Le mie amiche e i miei amici erano i figli dei contadini, quelli che ci affittavano la stanza; la Rina e il Bortolo, compagni di giochi “altri “; loro facevano le calze per l’inverno, mentre si chiaccherava seduti sulla pietra, curiosi l’uno dell’altra vita, “topi di città e topi di campagna”, diceva la favola .

Si dormiva insieme nell’enorme stanza un po’ fredda, con l’odore di mucca e di latte; ci si lavava insieme nella tinozza di latta e ci si guardava il sesso, curiosi del diverso, e se c’era un desiderio nuovo non ci si vergognava: era la Vita che ci parlava.

Corse negli orti, vedere un ciuffo verde e scoprire che erano i capelli delle carote e per i capelli le tiravamo, una pulitina e le si mangiava: mai più sapori così forti.

I miei amici portavano gli zoccoli, ah,come li si invidiava! Noi sempre curati ci lasciavamo andare all’ascoltare la terra sotto i piedi cittadini, e il sentire male su quella pelle tenera era parola, era la terra che, con la sua sapienza, disegnava.

Disegnava il tepore con la sua mano ruvida, la gratitudine, la cura.

E per ringraziarla, noi portavamo acqua e come beveva! Come la capretta, la gallina e il pentolone del bucato che al sole bolliva .

Che estati, interculturali !

Alla sera si imparava ad asciugare le posate, a stendere le camicie di chi era tornato dalla miniera, a ringraziare il Signore che ci aveva innaffiato,  acqua santa per il rosmarino e il bucato.

Sono tutti qui davanti a me i miei amici, quanto ho imparato in quelle interminabili vacanze estive, mica come adesso, dove tutto è uguale e passa in fretta, tutti vestiti a festa e nessun prete che ti butta l’acqua giù dalla finestra.

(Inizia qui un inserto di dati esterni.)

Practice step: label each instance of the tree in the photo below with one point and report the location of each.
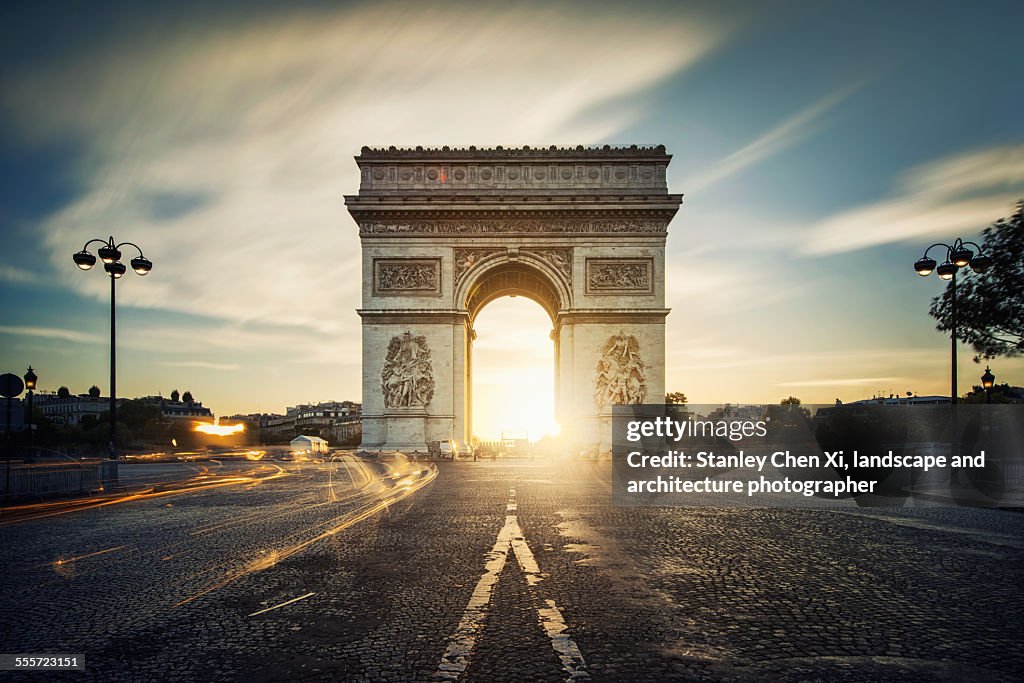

Sì, proprio così, si faceva così tanto baccano per entrare e prendere i primi posti per vedere la televisione, che il prete, senza aspettare il sagrestano, ha preso un bel secchio d’acqua fredda e…giù, sulla mia testa . Bagnata come da una fontana !

E si rideva, e come si rideva; per uno scherzo bello, per un innamorato che non ci voleva, per una rondine che faceva il giro nella nostra stanza prima del tramonto della sera.

E’ di questo che mi son nutrita. E’ per questo cibo sano che posso oggi stare di fronte a chi crede che la differenza sia contraddizione, a chi non sa che la Vita vive d’ingredienti tutti differenti eppure in armonia.

Basta a tutti questi chef che ci girano intorno! Insignificante gregge senza più pastore.

Torniamo al pane col burro, torniamo alla semplicità che ci indica l’esperienza dell’Amore!